Sunday, January 16, 2011

Merc, BANG-EB Guild members OK new contracts

Guild members at the San Jose Mercury News and the Bay Area News Group-East Bay that call for five unpaid furlough days in the next five months in exchange for no layoffs during that time period, according to a statement from the union.

The vote at the Merc was 61 to 47. In the East Bay was 33 to 16.

According to the Guild, the contracts also call for a freeze on vacation accruals and "new terms for consolidating editorial operations while retaining separate bargaining units."
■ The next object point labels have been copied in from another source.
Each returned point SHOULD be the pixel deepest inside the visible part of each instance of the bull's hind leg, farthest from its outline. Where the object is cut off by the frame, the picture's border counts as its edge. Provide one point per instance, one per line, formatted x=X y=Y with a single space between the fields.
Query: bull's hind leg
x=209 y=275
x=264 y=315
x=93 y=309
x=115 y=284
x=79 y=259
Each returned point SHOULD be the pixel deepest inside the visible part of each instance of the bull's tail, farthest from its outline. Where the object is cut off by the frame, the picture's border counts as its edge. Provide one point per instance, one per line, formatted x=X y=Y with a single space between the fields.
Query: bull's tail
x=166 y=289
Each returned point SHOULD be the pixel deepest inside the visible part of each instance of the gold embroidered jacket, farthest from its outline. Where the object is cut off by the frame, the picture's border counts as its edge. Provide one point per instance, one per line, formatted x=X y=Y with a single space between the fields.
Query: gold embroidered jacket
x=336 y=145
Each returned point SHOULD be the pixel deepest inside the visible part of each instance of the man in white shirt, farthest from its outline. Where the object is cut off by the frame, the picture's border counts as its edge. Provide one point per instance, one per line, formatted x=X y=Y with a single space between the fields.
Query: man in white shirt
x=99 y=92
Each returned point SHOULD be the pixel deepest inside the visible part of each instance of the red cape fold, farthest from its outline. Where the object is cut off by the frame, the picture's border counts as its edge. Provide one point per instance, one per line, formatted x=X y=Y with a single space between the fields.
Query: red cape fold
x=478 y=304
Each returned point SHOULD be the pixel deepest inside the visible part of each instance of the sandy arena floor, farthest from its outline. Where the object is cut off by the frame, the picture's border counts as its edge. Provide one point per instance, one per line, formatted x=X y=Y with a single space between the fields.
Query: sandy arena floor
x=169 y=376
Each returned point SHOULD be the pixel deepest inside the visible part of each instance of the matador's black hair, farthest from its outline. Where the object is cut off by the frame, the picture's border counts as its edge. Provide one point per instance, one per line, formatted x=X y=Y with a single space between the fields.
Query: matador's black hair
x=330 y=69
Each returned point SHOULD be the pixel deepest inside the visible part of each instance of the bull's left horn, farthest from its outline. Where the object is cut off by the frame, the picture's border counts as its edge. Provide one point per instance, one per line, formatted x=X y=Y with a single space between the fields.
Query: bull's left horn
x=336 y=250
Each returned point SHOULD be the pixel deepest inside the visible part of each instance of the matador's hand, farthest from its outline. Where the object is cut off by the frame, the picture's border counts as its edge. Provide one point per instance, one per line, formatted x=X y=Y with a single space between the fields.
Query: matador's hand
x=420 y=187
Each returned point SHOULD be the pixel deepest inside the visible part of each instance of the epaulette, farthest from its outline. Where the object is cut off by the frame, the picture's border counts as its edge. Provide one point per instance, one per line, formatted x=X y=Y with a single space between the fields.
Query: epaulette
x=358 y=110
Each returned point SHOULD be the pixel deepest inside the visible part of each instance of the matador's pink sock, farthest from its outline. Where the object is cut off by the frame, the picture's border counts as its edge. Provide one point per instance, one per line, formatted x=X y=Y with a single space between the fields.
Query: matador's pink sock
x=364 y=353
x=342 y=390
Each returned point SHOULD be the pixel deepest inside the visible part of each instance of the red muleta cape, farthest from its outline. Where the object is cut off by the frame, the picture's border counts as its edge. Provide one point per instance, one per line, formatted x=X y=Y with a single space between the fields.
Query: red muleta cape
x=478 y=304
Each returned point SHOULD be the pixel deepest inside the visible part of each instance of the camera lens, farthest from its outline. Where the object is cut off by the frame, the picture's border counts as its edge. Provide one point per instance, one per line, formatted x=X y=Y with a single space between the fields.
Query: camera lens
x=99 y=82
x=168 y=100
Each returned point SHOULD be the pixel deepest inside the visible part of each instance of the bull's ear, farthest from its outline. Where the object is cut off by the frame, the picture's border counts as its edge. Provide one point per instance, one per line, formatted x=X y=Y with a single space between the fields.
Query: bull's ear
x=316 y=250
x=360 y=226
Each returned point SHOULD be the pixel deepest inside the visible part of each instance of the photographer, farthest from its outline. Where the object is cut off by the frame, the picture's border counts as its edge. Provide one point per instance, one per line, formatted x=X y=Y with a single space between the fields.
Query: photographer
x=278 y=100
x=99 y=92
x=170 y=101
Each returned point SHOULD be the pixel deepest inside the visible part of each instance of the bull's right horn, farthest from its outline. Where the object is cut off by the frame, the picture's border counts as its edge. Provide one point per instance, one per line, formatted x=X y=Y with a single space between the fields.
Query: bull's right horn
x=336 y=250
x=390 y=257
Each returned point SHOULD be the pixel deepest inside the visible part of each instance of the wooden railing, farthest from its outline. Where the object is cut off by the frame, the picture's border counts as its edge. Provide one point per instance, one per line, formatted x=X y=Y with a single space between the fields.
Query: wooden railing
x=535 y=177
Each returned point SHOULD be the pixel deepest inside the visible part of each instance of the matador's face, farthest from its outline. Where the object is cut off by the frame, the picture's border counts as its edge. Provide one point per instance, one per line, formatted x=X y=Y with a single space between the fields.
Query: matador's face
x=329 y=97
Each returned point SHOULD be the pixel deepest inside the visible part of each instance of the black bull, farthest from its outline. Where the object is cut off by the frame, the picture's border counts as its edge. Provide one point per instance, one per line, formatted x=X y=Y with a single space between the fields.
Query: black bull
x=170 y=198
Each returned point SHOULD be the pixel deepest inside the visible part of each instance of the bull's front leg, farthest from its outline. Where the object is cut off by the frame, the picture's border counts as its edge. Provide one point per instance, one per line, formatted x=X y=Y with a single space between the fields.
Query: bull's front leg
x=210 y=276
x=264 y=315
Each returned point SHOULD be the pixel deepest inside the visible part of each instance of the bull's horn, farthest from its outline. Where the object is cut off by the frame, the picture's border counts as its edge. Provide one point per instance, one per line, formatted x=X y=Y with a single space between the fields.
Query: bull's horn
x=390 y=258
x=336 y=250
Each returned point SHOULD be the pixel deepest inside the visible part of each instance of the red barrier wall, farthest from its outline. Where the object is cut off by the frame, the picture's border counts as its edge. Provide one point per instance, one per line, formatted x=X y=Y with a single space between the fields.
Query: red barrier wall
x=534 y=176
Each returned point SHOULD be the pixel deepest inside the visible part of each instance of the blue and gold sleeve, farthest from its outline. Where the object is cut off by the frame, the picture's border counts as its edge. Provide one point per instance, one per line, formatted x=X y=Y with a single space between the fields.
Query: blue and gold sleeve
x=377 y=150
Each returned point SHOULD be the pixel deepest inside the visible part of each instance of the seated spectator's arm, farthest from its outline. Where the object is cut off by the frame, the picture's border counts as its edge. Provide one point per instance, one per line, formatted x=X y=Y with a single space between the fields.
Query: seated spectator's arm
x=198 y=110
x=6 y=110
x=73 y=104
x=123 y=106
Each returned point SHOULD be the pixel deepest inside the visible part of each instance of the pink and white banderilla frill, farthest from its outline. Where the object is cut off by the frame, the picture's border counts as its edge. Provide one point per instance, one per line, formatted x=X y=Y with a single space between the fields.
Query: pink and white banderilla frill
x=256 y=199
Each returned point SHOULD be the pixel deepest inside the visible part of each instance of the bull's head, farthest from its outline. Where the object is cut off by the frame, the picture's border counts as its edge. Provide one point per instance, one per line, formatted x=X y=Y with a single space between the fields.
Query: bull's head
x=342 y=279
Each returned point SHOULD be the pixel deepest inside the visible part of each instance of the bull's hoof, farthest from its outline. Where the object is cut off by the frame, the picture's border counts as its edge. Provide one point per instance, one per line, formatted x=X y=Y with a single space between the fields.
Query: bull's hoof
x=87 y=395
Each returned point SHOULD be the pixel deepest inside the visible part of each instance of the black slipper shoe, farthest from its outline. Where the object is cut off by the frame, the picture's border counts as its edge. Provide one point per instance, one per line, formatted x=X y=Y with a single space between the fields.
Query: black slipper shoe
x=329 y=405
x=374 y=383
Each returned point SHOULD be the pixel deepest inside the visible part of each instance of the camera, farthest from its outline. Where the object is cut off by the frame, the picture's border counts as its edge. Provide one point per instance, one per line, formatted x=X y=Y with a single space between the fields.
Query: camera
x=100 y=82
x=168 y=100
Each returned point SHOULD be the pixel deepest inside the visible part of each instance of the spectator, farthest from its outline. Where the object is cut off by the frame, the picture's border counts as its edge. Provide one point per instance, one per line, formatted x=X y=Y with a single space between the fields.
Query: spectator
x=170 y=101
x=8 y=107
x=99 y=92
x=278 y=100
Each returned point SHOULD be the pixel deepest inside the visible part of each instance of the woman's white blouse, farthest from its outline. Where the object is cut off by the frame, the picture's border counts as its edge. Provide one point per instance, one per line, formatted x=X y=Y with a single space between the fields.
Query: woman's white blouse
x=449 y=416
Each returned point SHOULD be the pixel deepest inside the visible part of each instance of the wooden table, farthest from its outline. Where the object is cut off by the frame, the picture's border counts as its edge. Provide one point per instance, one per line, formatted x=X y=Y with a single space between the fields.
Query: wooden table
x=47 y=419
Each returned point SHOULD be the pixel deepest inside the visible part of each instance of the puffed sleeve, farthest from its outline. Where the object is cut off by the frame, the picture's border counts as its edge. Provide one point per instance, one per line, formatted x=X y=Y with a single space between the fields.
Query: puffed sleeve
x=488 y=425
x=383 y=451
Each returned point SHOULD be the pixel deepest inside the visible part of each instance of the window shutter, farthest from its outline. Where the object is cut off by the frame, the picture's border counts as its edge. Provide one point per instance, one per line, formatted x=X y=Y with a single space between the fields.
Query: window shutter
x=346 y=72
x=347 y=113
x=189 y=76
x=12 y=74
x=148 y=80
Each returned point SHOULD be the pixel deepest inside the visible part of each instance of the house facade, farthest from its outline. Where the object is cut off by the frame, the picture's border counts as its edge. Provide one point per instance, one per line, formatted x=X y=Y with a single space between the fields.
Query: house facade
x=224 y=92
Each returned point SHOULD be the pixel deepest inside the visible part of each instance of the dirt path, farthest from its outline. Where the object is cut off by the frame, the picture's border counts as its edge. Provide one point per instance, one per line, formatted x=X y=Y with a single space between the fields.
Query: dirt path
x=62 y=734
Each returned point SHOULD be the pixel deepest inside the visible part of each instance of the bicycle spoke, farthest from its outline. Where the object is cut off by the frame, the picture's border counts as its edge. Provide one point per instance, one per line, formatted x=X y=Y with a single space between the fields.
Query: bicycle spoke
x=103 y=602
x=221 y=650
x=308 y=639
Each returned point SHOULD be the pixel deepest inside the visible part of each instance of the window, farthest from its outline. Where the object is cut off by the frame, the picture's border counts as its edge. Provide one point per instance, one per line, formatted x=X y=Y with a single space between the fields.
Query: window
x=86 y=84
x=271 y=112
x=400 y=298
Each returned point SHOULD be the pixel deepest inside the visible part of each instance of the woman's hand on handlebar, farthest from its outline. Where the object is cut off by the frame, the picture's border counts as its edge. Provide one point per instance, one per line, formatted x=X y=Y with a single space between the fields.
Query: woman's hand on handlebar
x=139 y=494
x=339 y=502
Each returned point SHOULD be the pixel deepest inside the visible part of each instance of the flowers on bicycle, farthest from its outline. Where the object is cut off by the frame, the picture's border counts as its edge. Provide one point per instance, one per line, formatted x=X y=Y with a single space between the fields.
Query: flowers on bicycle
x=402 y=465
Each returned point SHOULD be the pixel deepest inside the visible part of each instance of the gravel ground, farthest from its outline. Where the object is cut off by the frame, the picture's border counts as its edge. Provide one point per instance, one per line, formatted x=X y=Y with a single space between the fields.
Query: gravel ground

The statement from the Guild suggested union leaders weren't enthusiastic about the new contracts:
    Cost-cutting pressures have grown more intense as ad sales have slumped. But the large number of "no" votes showed union members are growing impatient with management's constant pleading for handouts. 
    On Wednesday, East Bay Unit Chair George Kelly said what's really needed is creative leadership, not more givebacks by workers. Although the economic downturn obviously has hurt newspapers, Kelly said management's biggest problem is its "poverty of imagination."
Both the Merc and BANG-EB (Contra Costa Times, Oakland Tribune, etc.) are operated by Denver-based MediaNews Group and owned by the California Newspapers Partnership, whose majority owner (54.23%) is MediaNews. The other partners are Gannett (19.49%) and Stephens Media Group (26.28%).

9 comments:

Anonymous said...

What good is a union when you get a deal like this?!

Anonymous said...

What explains the low turnout? In the EB unit, only a third of those eligible voted.

Anonymous said...

The low turnout is because the guild in its desperation to get the CCT workers to unionize gave all the grandfathered workers the option to not pay union dues in exchange for giving up voting rights. Of course, the vast majority of workers opted not to pay dues (and why would you in this economic climate?) In exchange the guild can claim X amount of members even though most of them either dont want the union or dont want to pay the dues.

Anonymous said...

The parent company filed for bankruptcy 9 months ago. Getting 18 months without a reduction in base pay isn't a bad deal, given the circumstances...

Anonymous said...

the word "bankruptcy" is misleading. what really happened is that MNG got a bailout with tax dollars. (the banks involved were all TARP recipients). now that its finances are solvent, it should be paying good wages.

Anonymous said...

Looks like Dean the Dream and his fiscal Boswell both got the boot from an unhappy group of lenders this week. Now the cuts will be coming in gaping gobs. Buckle up, folks. It's going to be a very rough ride.

Anonymous said...

MNG did not get a bailout with tax dollars. It filed for reorganization last March under bankruptcy laws, and the debts it owed to its creditors were written down from $930 million to $165 million.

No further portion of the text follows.